History of Data Models and Databases

Evolution of Database

Data modeling and databases evolved together, and their history dates back to the 1960’s.

The database evolution happened in five “waves”:

The first wave consisted of network, hierarchical, inverted list, and (in the 1990’s) object-oriented DBMSs; it took place from roughly 1960 to 1999.
The relational wave introduced all of the SQL products (and a few non-SQL) around 1990 and began to lose users around 2008.
The decision support wave introduced Online Analytical Processing (OLAP) and specialized DBMSs around 1990, and is still in full force today.
The graph wave began with The Semantic Web stack from the Worldwide Web Consortium in 1999, with property graphs appearing around 2008
The NoSQL wave includes big data and much more; it began in 2008.

Evolution of Data Modeling

If we summarize the data model progress in terms of the Turing Awards related to data modeling, we get this picture:

1973: Charles Bachman with “The Programmer as Navigator”
1981: E. F. (Ted) Codd with “Relational Database: A Practical Foundation for Productivity”
2001: Ole-Johan Dahl and Kristen Nygaard for ideas fundamental to the emergence of object-oriented programming
2014: Michael Stonebraker with “The Land Sharkx are on the Squawk Box.”

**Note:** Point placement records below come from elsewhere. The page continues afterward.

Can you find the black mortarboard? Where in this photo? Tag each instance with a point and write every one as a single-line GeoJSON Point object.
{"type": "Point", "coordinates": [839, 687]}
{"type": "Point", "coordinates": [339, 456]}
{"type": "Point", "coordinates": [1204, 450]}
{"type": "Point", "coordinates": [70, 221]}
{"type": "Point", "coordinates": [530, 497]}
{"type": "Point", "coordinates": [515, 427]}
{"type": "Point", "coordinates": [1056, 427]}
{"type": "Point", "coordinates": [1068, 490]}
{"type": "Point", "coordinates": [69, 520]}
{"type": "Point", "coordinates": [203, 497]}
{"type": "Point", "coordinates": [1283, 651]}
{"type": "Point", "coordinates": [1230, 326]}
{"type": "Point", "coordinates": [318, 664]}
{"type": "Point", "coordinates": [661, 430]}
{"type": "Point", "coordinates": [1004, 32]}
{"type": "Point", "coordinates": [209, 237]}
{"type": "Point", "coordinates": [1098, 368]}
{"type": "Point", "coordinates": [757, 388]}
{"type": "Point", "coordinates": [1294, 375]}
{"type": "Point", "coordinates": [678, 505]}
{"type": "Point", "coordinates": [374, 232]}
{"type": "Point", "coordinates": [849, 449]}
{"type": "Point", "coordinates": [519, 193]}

In hindsight, it is observed that data modeling was invented “on the fly.” The results were diverse and sometimes counter-productive to one another. Now, however, pragmatism has come to the rescue; there seems to be a great opportunity to solidify the best methods of modeling data.

Let us look back at the history of database in a slightly different manner.
There was a lot of ground to cover for the pioneers of Database Management Systems, and they have done a fine job. The first twenty to twenty-five years introduced and fine-tuned important technological fundamentals.

The relational proponents were struggling in the 1980’s, with two major issues:

Complexity of data modeling (“normalization …”) and of SQL
Performance.

Even in its heyday, there were quite a few analysts who were not 100% sold on the omnipotence of the relational model. Yes, there were some good intentions and some good ideas. However, even to this day some serious criticisms of the relational model persist:

Recently a mathematical incompleteness claim has come from a company called Algebraix Data. They claim that the relational model as defined by Dr. Codd is not really a consistent model since it cannot support sets of sets.
Other criticisms accused SQL of not being a “well-formed” and complete (in the mathematical sense) computer language.

What really turned relational DBMSs into reliable, performant, scalable production tools was the advent of robust query optimizers. In 1979, Patricia Selinger of the IBM research center in San Jose described the optimizer of the IBM System R (a relational prototype system). Optimizer technologies matured during the 1980’s and established the “relational empire” around 1990.
1990 is the start of the “relational empire” because by then, the costbased query optimizers had reached sufficient sophistication to allow the RDBMS products to take over most of the database processing across most industries.
Not much new relational technology was published through the 1990’s and early 2000’s. In fact, entrepreneurs (in California, mostly) were busy developing alternatives to the relational approach. Quite a few of the new companies and products were focused on specialized niches such as documents, graphs, semantics, and high-volume applications.
Today, vendors unite under the NoSQL / Big Data brand. In one white paper, a non-relational vendor (MarkLogic) very succinctly complained of relational models: “Relational database vendors are still offering users a 1990’s-era product using code written in the 1980’s, designed to solve the data problems of the 1970’s, with an idea that came around in the 1960’s.”

NoSQL

Around 2008, triggered by Facebook’s open source versions of Hive and Cassandra, the NoSQL counter-revolution started. This space gets all of the attention today.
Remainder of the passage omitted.